F-16 jets at Incirlik air base (AFP)

15 August 2016

Washington think-tank says it is a ‘roll of the dice’ for US to keep estimated 50 weapons at Incirlik base due to coup and Syria war.

Dozens of US nuclear weapons stored at a Turkish air base near Syria are at risk of being captured by “terrorists or other hostile forces”, a Washington think tank said on Monday.

The US has an estimated 50 nuclear bombs at Incirlik in southern Turkey, 110km from the border with Syria.

The base’s Turkish commander was arrested on suspicion of complicity in last month’s coup plot.

“Whether the US could have maintained control of the weapons in the event of a protracted civil conflict in Turkey is an unanswerable question,” said Monday’s report from the Stimson Center, a nonpartisan think tank working to promote peace.

Incirlik is a vital base for the US-led coalition fighting the Islamic State (IS) group in Iraq and Syria, giving drones and warplanes fast access to IS targets.
But the US defence department in March ordered families of US troops and civilian personnel stationed in southern Turkey to leave due to security fears.
“From a security point of view, it’s a roll of the dice to continue to have approximately 50 of America’s nuclear weapons stationed at Incirlik,” report co-author Laicie Heeley said.

“There are significant safeguards in place. But safeguards are just that, they don’t eliminate risk. In the event of a coup, we can’t say for certain that we would have been able to maintain control,” she told AFP.

‘Avoided disaster so far’

The bombs are believed to be kept at Incirlik as a deterrent to Russia and to demonstrate America’s commitment to NATO, the 28-member military alliance that includes Turkey.

The issue has been the subject of renewed debate in the United States since the coup attempt.

“While we’ve avoided disaster so far, we have ample evidence that the security of US nuclear weapons stored in Turkey can change literally overnight,” Steve Andreasen, director for defence policy and arms control on the White House National Security Council staff from 1993 to 2001, wrote in the Los Angeles Times last week.

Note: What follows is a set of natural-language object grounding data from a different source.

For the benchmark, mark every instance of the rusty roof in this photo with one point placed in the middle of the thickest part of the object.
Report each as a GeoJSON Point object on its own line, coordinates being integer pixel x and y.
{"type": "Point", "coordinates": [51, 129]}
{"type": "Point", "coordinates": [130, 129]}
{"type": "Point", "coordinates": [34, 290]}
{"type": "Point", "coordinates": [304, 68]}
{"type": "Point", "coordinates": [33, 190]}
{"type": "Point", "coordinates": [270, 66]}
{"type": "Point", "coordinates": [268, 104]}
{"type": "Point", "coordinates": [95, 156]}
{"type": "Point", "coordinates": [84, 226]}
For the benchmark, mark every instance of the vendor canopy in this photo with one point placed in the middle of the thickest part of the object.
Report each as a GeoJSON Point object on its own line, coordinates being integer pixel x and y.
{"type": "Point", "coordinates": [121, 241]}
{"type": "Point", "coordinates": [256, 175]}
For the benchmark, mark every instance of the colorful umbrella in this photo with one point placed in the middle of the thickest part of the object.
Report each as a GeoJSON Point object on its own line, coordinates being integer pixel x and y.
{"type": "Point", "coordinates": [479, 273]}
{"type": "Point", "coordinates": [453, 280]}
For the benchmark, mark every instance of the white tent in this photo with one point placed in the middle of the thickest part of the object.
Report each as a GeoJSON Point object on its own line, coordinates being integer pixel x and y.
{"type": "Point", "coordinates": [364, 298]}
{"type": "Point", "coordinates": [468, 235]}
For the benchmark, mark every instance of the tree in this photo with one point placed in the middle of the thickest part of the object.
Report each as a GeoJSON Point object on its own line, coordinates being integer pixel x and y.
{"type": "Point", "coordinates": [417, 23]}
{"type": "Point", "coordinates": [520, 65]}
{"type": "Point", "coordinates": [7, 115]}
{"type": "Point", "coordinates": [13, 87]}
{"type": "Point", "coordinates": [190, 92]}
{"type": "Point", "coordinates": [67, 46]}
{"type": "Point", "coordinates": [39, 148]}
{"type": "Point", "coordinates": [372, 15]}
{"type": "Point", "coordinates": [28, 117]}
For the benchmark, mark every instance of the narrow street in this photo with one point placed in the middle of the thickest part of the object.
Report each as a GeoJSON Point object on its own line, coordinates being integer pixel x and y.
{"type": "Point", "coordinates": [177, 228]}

Kori Schake, a fellow at the California-based Hoover Institution, noted in a written debate in the New York Times that “American nuclear forces cannot be used without codes, making the weapons impossible to set off without authorisation”.
“The fact that nuclear weapons are stationed in Turkey does not make them vulnerable to capture and use, even if the country were to turn hostile to the United States,” she argued.

The defence department declined to comment on questions arising from the Stimson study.

“We do not discuss the location of strategic assets. The [department] has taken appropriate steps to maintain the safety and security of our personnel, their families, and our facilities, and we will continue to do so,” it said in a statement.
The Incirlik concerns were highlighted as part of a broader paper into the Pentagon’s nuclear modernisation programme, through which the US would spend hundreds of billions of dollars to update its arsenal.

The authors say the B61 gravity bomb, 180 of which are kept in Belgium, Italy, Germany, the Netherlands and Turkey, should be immediately removed from Europe.